Fue extraño, pero no le alcancé. Quizá es que la mañana seguía lenta para mí.

Él, con poco tino, terminó refugiándose en el barranco.

Yo sabía que aquel no era lugar para correr y no nos pondría en riesgo, así que me quede frente al portón de casa viendo cómo se mofaba, ya no con lo mismo de antes, ahora se burlaba por no haberle alcanzado y por rendirme en la persecución.

Yo era más moreno que ahora, gracias al mucho sol que solía llevar, pero imagino que estaba rojo de coraje, que con la mirada era capaz de hacer daño a quien se atravesara (menos a mi hermano) y que, si los improperios hubieran dolido, mi hermano hubiese terminado desmayado por la paliza.

Cansado, o más bien harto, vi al suelo y tomé la única piedra que había cerca. Primero le amenacé y él se rió desde aquella trinchera de la cual solo asomaba la cabeza para reírse de mí y para retarme a que le lanzara la piedra.

Con destreza, lo que no suele definirme, comencé a analizar su ciclo. A calcular cada cuánto asomaba su rostro y cuánto tardaba diciendo de cosas, antes de ocultarse de nuevo.

Cuando estuve satisfecho del cálculo lo hice.

No recuerdo mucho cómo fueron mis movimientos para el lanzamiento, tengo borrada esa imagen, pero tengo muy claro ver la piedra desde el momento que abandonó mi mano.

Fue como verla en cámara lenta, dando vueltas sobre su propio eje y haciendo una curva perfecta que llevaba el destino deseado.

Llámenme exagerado, pero qué elegancia de lanzamiento fue aquel.

Claro que… el deseo de acertar terminó a medio camino. Enojado, como estaba, tampoco encontraba gusto en hacerle daño a mi hermano, y menos con una piedra.

Aún contemplando el lanzamiento, pensé en la improbabilidad de acertar.

Mi hermano había asomado la cabeza y seguía con su risa y sus burlas.

¡Acerté nomas!

Mi mal humor se desvaneció al instante, mi coraje cambió a preocupación y sus burlas me parecieron insignificantes.

Lo último que vi fue cómo desaparecía su cabeza tras el impacto y pensé lo peor, podía haberle hecho mucho daño, pero más me preocupaba que hubiera hecho que cayera al fondo del barranco.

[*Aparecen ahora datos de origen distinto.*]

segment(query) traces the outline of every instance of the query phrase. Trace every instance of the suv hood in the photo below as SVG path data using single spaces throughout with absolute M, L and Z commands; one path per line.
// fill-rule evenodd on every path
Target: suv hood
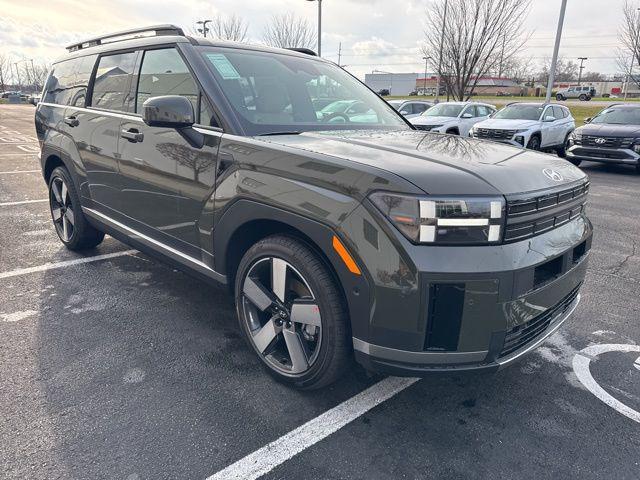
M 445 123 L 455 122 L 456 117 L 425 117 L 420 115 L 411 119 L 411 123 L 416 125 L 444 125 Z
M 433 195 L 508 195 L 586 178 L 571 163 L 551 155 L 414 130 L 307 132 L 255 138 L 386 170 Z M 556 171 L 563 179 L 552 180 L 544 169 Z
M 537 120 L 507 120 L 503 118 L 489 118 L 476 123 L 477 128 L 493 128 L 496 130 L 530 129 L 540 125 Z
M 588 123 L 577 128 L 576 132 L 601 137 L 640 137 L 640 125 L 614 125 L 610 123 L 594 125 Z

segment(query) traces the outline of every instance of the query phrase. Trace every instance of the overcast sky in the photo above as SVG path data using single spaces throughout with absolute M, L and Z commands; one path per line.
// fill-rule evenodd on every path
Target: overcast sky
M 433 0 L 324 0 L 323 56 L 362 77 L 379 69 L 421 72 L 418 53 L 427 28 L 425 9 Z M 464 1 L 464 0 L 454 0 Z M 616 73 L 616 32 L 624 0 L 568 0 L 561 55 L 589 57 L 587 71 Z M 640 6 L 640 0 L 638 0 Z M 560 0 L 533 0 L 527 28 L 533 32 L 524 56 L 550 57 Z M 317 4 L 305 0 L 0 0 L 0 53 L 13 61 L 50 63 L 76 39 L 146 24 L 192 28 L 197 19 L 235 13 L 249 22 L 249 37 L 260 42 L 274 13 L 292 11 L 316 25 Z

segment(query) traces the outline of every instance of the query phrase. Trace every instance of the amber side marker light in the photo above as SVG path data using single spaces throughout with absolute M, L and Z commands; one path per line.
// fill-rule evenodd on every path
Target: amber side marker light
M 333 249 L 338 252 L 338 255 L 340 255 L 340 258 L 351 273 L 355 275 L 362 275 L 362 272 L 358 268 L 358 265 L 356 265 L 353 257 L 349 254 L 349 252 L 347 252 L 347 249 L 344 247 L 340 239 L 335 235 L 333 236 Z

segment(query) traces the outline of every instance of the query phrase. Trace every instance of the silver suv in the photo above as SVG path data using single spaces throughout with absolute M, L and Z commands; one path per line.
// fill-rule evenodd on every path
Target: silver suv
M 589 86 L 577 86 L 558 90 L 558 92 L 556 93 L 556 100 L 561 102 L 562 100 L 567 100 L 568 98 L 577 98 L 578 100 L 586 102 L 588 100 L 591 100 L 595 96 L 595 88 Z

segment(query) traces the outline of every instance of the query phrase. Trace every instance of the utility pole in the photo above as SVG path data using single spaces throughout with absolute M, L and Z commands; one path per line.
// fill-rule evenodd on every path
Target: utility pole
M 18 70 L 18 63 L 20 62 L 16 62 L 13 64 L 14 67 L 16 67 L 16 79 L 18 80 L 18 90 L 20 90 L 20 70 Z
M 504 64 L 504 43 L 507 41 L 505 37 L 502 38 L 502 50 L 500 51 L 500 67 L 498 69 L 498 78 L 502 78 L 502 67 Z
M 584 68 L 584 61 L 589 60 L 587 57 L 578 57 L 580 60 L 580 72 L 578 73 L 578 86 L 580 86 L 580 82 L 582 81 L 582 69 Z
M 549 70 L 549 81 L 547 82 L 547 97 L 545 102 L 551 101 L 551 90 L 556 77 L 556 65 L 558 63 L 558 50 L 560 50 L 560 40 L 562 39 L 562 26 L 564 25 L 564 13 L 567 10 L 567 0 L 562 0 L 560 7 L 560 17 L 558 18 L 558 31 L 556 32 L 556 44 L 553 46 L 553 57 L 551 58 L 551 69 Z
M 340 66 L 341 59 L 342 59 L 342 42 L 338 44 L 338 66 Z
M 322 56 L 322 0 L 307 0 L 307 2 L 318 2 L 318 56 Z
M 640 8 L 637 9 L 640 11 Z M 627 81 L 624 83 L 624 99 L 627 99 L 627 94 L 629 92 L 629 81 L 633 75 L 633 62 L 636 59 L 636 55 L 638 54 L 638 39 L 640 38 L 640 28 L 638 28 L 638 22 L 636 22 L 636 43 L 633 46 L 633 56 L 631 57 L 631 66 L 629 66 L 629 74 L 627 75 Z
M 424 85 L 422 90 L 422 95 L 427 95 L 427 72 L 429 71 L 429 59 L 431 57 L 422 57 L 424 60 Z
M 440 101 L 440 76 L 442 75 L 442 50 L 444 48 L 444 34 L 447 28 L 447 7 L 449 6 L 449 0 L 444 0 L 444 13 L 442 15 L 442 33 L 440 34 L 440 55 L 438 57 L 438 78 L 436 80 L 436 100 Z

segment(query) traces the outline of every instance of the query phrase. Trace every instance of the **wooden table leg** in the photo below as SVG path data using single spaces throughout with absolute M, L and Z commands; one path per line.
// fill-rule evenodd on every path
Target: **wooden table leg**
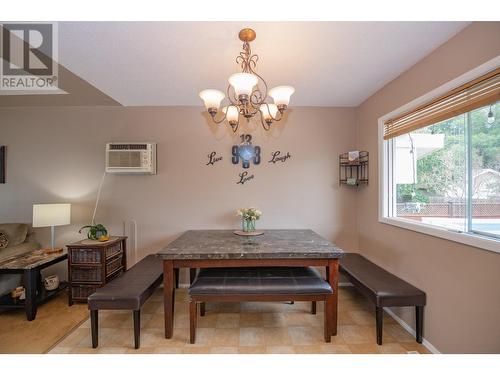
M 24 303 L 28 321 L 32 321 L 36 317 L 37 273 L 36 269 L 24 270 L 24 287 L 26 288 L 26 300 Z
M 165 314 L 165 338 L 172 338 L 174 331 L 174 262 L 163 261 L 163 309 Z
M 333 289 L 333 296 L 327 300 L 329 313 L 331 314 L 331 335 L 337 335 L 337 305 L 339 300 L 339 260 L 331 259 L 327 267 L 328 282 Z

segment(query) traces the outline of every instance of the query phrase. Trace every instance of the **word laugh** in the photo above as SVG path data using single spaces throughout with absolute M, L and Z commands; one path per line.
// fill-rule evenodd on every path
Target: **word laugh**
M 286 155 L 281 155 L 281 151 L 274 151 L 271 153 L 271 160 L 269 160 L 269 163 L 276 164 L 278 161 L 284 163 L 288 159 L 292 157 L 289 152 L 286 153 Z

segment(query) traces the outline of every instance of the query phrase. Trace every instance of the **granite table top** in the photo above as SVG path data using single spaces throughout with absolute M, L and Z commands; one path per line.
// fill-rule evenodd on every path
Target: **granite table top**
M 16 255 L 0 260 L 0 270 L 27 270 L 41 267 L 56 259 L 64 260 L 68 257 L 68 252 L 63 250 L 58 253 L 45 254 L 40 251 L 30 251 L 28 253 Z
M 158 252 L 164 260 L 341 258 L 342 249 L 310 229 L 265 230 L 238 236 L 232 230 L 188 230 Z

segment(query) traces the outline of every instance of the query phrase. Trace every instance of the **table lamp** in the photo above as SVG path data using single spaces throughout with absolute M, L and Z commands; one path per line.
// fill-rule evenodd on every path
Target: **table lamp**
M 71 204 L 34 204 L 33 205 L 33 227 L 50 227 L 52 235 L 52 249 L 50 252 L 61 251 L 55 248 L 55 227 L 70 224 Z

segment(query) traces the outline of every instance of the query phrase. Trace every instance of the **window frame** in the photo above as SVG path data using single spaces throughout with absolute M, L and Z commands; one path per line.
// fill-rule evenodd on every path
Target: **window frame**
M 486 62 L 485 64 L 461 75 L 460 77 L 445 83 L 444 85 L 422 95 L 421 97 L 401 106 L 400 108 L 380 117 L 378 119 L 378 177 L 379 177 L 379 212 L 378 221 L 383 224 L 393 225 L 399 228 L 424 233 L 430 236 L 443 238 L 446 240 L 474 246 L 480 249 L 500 253 L 500 239 L 481 235 L 480 233 L 459 232 L 451 229 L 440 228 L 438 226 L 417 223 L 414 220 L 393 217 L 393 207 L 396 203 L 393 187 L 393 140 L 384 140 L 384 123 L 389 118 L 400 115 L 412 108 L 428 102 L 432 98 L 444 94 L 446 91 L 460 86 L 472 79 L 487 73 L 500 64 L 500 56 Z

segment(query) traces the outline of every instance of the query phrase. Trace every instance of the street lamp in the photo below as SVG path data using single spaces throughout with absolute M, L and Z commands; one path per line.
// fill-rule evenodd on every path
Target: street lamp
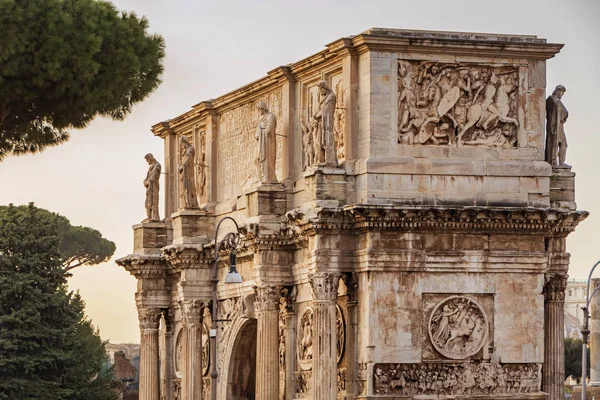
M 229 232 L 223 240 L 217 242 L 217 237 L 219 234 L 219 228 L 221 224 L 225 220 L 231 220 L 235 224 L 235 232 Z M 225 217 L 219 224 L 217 225 L 217 229 L 215 230 L 215 255 L 213 261 L 213 274 L 212 274 L 212 329 L 210 330 L 210 348 L 211 352 L 211 372 L 210 372 L 210 397 L 212 400 L 217 400 L 217 378 L 219 373 L 217 372 L 217 322 L 220 322 L 217 319 L 217 284 L 219 283 L 219 278 L 217 277 L 217 272 L 219 270 L 219 251 L 221 250 L 221 246 L 223 244 L 229 246 L 231 252 L 229 253 L 229 272 L 225 276 L 225 283 L 242 283 L 242 276 L 237 272 L 236 269 L 236 249 L 240 245 L 240 227 L 238 226 L 235 219 L 231 217 Z
M 590 281 L 592 280 L 592 274 L 596 267 L 600 264 L 600 261 L 596 261 L 596 264 L 592 267 L 590 271 L 590 275 L 587 280 L 587 291 L 585 292 L 585 307 L 581 307 L 583 310 L 583 330 L 581 331 L 581 335 L 583 336 L 583 345 L 581 346 L 581 400 L 586 400 L 586 380 L 587 380 L 587 344 L 588 344 L 588 336 L 590 334 L 589 329 L 589 321 L 590 321 L 590 300 L 594 297 L 600 286 L 594 289 L 592 295 L 590 296 Z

Corrí, corrí y grité, esperando escucharle, pero nada.

Cuando llegué solo estaba agachado y se tomaba el rostro. Estaba a salvo.

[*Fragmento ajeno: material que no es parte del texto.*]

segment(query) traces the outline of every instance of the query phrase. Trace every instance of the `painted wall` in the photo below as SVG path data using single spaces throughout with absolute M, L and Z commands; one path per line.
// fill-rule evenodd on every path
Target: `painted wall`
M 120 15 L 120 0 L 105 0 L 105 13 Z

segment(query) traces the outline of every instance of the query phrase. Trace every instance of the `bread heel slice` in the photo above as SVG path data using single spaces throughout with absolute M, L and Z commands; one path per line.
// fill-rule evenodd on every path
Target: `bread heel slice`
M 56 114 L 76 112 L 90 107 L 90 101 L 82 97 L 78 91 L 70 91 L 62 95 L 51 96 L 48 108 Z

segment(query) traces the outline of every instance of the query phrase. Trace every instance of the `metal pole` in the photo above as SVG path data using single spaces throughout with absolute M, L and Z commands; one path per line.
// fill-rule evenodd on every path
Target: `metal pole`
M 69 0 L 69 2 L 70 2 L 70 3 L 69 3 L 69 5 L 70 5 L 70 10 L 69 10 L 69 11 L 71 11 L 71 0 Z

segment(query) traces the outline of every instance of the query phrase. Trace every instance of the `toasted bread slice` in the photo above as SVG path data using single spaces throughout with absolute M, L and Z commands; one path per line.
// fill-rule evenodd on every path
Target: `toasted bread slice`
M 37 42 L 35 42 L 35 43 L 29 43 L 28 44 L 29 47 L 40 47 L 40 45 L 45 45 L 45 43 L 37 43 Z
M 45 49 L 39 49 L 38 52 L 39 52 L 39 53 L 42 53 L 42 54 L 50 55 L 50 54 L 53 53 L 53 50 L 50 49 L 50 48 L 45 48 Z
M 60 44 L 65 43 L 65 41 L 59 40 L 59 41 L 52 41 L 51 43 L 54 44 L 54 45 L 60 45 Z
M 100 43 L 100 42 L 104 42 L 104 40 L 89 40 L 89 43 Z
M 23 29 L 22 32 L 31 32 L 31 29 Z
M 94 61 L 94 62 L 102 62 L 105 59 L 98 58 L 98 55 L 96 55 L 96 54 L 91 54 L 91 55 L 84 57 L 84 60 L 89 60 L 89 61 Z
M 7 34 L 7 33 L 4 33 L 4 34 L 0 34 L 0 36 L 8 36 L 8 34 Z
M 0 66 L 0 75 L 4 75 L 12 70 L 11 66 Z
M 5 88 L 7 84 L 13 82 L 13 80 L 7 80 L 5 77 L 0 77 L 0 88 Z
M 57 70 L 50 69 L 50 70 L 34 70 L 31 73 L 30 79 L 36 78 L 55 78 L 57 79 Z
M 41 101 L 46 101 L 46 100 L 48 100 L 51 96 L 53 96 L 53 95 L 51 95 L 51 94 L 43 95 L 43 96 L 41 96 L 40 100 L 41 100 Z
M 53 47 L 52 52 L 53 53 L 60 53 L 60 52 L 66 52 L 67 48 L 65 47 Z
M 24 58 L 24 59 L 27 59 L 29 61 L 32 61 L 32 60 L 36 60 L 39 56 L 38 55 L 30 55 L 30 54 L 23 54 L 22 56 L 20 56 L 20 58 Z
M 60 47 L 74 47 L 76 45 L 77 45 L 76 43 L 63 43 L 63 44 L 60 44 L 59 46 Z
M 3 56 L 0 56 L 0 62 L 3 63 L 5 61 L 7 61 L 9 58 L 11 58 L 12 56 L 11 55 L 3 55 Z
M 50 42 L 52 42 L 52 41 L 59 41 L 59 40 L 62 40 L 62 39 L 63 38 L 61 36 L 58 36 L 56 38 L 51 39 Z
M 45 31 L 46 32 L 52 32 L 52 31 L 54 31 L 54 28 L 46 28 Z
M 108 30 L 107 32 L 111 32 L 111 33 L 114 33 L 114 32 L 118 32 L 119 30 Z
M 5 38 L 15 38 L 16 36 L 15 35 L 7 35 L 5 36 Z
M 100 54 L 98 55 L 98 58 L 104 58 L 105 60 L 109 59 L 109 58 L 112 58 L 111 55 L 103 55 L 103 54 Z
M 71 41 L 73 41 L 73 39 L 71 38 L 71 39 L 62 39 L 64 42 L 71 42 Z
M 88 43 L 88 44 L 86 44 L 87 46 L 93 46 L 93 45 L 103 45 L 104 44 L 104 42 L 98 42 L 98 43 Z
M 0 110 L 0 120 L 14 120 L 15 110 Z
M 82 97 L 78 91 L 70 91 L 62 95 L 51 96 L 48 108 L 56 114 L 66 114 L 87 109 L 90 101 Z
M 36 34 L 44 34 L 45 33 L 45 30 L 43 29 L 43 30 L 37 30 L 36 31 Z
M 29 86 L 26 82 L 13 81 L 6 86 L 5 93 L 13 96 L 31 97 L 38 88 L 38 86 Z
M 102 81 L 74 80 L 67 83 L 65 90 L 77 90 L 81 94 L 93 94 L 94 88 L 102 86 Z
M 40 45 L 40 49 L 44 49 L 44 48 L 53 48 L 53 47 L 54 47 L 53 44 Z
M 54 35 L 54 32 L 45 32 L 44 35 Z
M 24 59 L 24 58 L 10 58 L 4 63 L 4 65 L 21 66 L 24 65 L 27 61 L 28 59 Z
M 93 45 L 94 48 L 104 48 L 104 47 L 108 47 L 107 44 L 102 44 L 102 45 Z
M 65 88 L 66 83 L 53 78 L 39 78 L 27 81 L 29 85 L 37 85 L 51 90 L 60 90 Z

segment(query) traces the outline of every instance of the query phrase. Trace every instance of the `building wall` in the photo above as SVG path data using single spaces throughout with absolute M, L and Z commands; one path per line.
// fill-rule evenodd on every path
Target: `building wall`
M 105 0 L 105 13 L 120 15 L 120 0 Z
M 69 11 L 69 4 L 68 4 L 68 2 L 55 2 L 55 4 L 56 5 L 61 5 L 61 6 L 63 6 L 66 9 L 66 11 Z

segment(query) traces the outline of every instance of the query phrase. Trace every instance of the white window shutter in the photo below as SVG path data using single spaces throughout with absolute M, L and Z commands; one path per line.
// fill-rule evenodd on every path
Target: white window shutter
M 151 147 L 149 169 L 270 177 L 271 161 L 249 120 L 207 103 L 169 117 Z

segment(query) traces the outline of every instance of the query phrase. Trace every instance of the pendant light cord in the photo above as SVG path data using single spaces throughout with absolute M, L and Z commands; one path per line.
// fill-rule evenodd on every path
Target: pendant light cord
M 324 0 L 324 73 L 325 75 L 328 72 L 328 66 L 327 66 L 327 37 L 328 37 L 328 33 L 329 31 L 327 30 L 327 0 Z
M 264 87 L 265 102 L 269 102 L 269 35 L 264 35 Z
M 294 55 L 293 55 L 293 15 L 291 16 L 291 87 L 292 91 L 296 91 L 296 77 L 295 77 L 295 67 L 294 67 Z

Aquel día comprendí que no todo acierto sabe a victoria, que la impulsividad no suele ser buena idea y que hay momentos de gloria que jamás vuelven, porque nunca volví a acertar a nada, con la puntería de ese día.

Por cierto, cuando llegué le dije alterado y preocupado:

—¡Habláme! ¡Decí algo!

Y respondió:

—¡Hoy sí le voy a decir a mis papás!